Abstract

A randomised phase II/III study was conducted in patients with advanced breast cancer to determine the dose intensity achievable through an acceleration of administration of chemotherapy with epidoxorubicin and cyclophosphamide (EC) alone, as compared with the combination of this regimen with two different schedules of granulocyte-macrophage colony stimulating factor (GM-CSF). 73 patients received EC intravenous (i.v.) (epidoxorubicin 100 mg/m2, cyclophosphamide 600 mg/m2) on day 1 (group A), or the same chemotherapy plus sub-cutaneous (s.c.) GM-CSF (5 micrograms/kg/day) either from days 3 to 12 (group B) or from days -6 to -3 (group C). The primary objective of the study was the investigation of dose intensity delivered in the three treatment arms, whereas the secondary objective was response rate.
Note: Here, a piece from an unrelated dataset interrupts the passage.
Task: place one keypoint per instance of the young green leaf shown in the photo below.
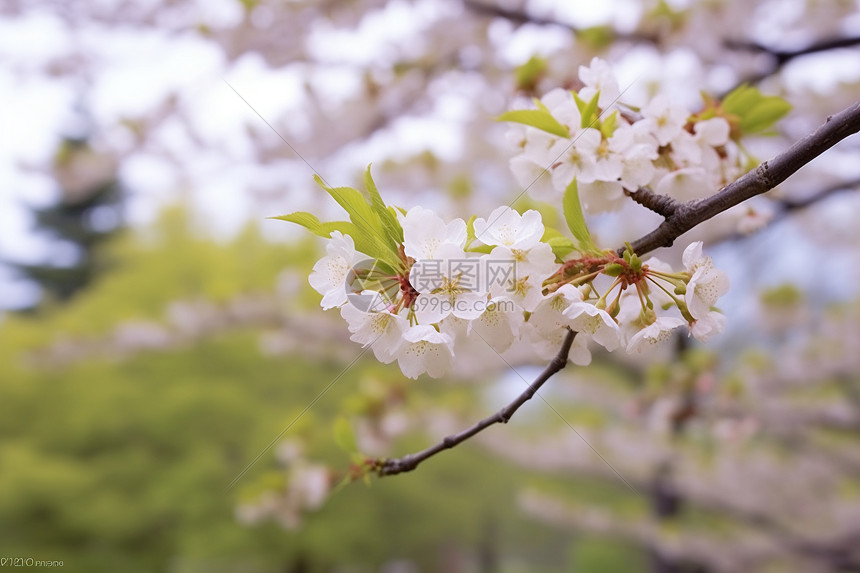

A significant increase (P = 0.006) in dose intensity of 21% was observed for treatment group B, whereas the increase in dose intensity achieved in group C (7%) was not significant (P = 0.086). Response rates (complete response (CR) + partial response (PR)) of 56% were observed in group A, 65% in group B, and 57% in group C, respectively. This difference in response rates did not reach statistical significance (P = 0.271). We thus conclude that an acceleration of the EC regimen over the standard schedule could be accomplished with postchemotherapeutic GM-CSF support, leading to an increase in dose intensity, whereas pretherapeutic short-term GM-CSF administration did not reach this goal.